Assim: nos últimos 75 anos, o governo federal dos EUA financiou Harvard e outras universidades com bolsas e contratos que, somados aos investimentos das próprias instituições, geraram inovações revolucionárias em medicina, engenharia e ciência. Estas parcerias beneficiaram milhões de pessoas no mundo inteiro.
Recentemente, o governo ameaçou romper esses vínculos com várias universidades, incluindo Harvard, sob acusações de antissemitismo no campus. Na sexta-feira à noite (dia 11 de abril), a administração federal emitiu uma lista de exigências, condicionando a continuidade do financiamento ao seu cumprimento. Embora algumas visem combater o antissemitismo, a maioria interfere diretamente nas condições intelectuais da Universidade, como auditar opiniões de alunos, professores e funcionários, e reduzir a influência de determinados grupos por via do combate às suas ideologias.
Harvard recusou formalmente o acordo proposto, alegando que ele viola a Primeira Emenda da Constituição e ultrapassa os limites legais do governo. A universidade reafirma o seu compromisso com a independência institucional e com os valores de liberdade de pensamento e de investigação.

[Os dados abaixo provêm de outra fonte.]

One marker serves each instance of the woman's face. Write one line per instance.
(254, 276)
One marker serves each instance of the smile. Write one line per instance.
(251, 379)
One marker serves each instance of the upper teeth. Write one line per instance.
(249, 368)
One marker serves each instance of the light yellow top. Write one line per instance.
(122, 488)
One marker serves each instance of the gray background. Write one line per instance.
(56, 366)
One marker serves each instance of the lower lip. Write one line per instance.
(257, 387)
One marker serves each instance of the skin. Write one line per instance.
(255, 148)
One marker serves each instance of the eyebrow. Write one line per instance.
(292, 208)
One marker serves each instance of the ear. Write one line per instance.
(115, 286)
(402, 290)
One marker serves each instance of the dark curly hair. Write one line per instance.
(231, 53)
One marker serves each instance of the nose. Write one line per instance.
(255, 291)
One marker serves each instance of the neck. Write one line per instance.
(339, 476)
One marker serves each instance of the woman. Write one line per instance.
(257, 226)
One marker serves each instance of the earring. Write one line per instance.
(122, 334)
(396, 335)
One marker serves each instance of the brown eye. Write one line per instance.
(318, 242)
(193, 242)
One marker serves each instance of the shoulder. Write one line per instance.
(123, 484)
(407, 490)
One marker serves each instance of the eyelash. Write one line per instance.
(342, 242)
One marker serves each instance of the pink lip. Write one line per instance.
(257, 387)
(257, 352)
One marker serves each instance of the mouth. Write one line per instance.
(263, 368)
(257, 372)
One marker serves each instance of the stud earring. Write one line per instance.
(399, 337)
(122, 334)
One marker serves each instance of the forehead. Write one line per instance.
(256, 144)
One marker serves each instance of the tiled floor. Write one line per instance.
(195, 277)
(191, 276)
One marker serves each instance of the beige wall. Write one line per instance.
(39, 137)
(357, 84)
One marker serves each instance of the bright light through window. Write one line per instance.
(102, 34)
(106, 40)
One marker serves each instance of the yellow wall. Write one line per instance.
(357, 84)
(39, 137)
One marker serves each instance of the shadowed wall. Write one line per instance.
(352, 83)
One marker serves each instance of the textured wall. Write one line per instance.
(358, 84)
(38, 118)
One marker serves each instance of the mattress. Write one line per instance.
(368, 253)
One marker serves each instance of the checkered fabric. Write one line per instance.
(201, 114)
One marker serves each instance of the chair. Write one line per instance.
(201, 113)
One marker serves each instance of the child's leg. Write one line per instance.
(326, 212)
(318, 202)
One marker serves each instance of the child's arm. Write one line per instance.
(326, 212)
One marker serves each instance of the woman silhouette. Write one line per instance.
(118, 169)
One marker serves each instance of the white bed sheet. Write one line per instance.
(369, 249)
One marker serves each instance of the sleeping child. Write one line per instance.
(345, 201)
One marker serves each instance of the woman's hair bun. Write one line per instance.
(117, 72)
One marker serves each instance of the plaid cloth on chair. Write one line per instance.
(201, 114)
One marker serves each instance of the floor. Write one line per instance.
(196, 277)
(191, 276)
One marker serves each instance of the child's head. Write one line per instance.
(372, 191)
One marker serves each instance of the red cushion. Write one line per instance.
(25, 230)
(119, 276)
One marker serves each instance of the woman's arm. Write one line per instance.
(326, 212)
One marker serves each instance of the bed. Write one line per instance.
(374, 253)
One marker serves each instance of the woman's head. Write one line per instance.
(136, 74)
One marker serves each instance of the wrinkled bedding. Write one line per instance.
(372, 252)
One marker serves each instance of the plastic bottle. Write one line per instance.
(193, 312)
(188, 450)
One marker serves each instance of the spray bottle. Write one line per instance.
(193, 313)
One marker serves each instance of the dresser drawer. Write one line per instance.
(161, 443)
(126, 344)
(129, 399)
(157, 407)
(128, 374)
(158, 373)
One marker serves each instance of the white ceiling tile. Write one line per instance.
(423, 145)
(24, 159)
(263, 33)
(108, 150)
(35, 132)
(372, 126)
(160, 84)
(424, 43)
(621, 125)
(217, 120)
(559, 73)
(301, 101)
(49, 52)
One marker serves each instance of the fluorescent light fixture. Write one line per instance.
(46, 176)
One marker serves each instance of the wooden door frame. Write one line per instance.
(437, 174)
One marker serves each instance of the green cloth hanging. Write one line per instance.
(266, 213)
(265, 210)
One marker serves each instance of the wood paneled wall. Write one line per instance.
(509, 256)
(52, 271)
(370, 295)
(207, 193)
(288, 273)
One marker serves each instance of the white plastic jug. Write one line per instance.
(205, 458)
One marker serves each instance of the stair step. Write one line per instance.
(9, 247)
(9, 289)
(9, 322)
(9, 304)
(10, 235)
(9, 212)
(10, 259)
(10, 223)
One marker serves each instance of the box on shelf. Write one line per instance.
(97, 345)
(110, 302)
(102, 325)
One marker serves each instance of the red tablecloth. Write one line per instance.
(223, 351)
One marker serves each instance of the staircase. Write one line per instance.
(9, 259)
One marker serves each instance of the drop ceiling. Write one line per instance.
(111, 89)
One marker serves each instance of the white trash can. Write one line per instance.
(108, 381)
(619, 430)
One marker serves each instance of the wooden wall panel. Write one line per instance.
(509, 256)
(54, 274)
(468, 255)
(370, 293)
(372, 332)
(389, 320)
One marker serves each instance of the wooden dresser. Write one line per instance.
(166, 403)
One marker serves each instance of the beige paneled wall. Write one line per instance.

Apesar disso, Harvard reconhece o seu dever moral de combater o antissemitismo (e isso mesmo não parece estar em causa, mas, muito mais, a possibilidade de condicionar o pensamento livre de vários grupos universitários) para o que tem tomado medidas nos últimos 15 meses, com mais ações previstas. Simultaneamente, Harvard reafirmou os seguintes compromissos:
- Promover uma cultura de investigação aberta e assente na diversidade de ideias;
- Proteger a liberdade de expressão e garantir protestos em conformidade com as regras da universidade;
- Fortalecer processos disciplinares justos e consistentes;
- Cumprir a decisão do caso Students For Fair Admissions vs. Harvard, que proíbe decisões com base na raça.
Harvard alerta que impor controlo político sobre o ensino ameaça não só a universidade, mas, também, os princípios que sustentam uma sociedade livre. A busca pela verdade exige abertura, autocrítica e coragem. Defender essa liberdade é essencial para o bem-estar coletivo e para que o ensino superior continue a ser uma força de transformação para os EUA e o mundo.
No final, apenas gostaria de saber o que faria uma universidade em Portugal, pública, se tal viesse a acontecer. Não é provável, dirão os leitores. Mas e se viesse a ser? Dito isto, será que para uma universidade pública não há mecanismos de MBO, para que pudesse ser retirada da órbita do Estado e continuasse a agir com a liberdade de atuação que lhe deve ser concedida, precisamente porque uma universidade apenas avança com liberdade? Ou um MBO seria neste caso um atentado, também, às esquerdas radicais (e também talvez às direitas radicais) que não poderiam deixar escapar uma universidade à "garra" dos privados e a quereriam, em quaisquer circunstâncias, manter debaixo da tutela estatal? O Estado pode ser importante, em democracia e não em autocracia, mas quando exagera deixa de fazer qualquer sentido. À esquerda ou à direita.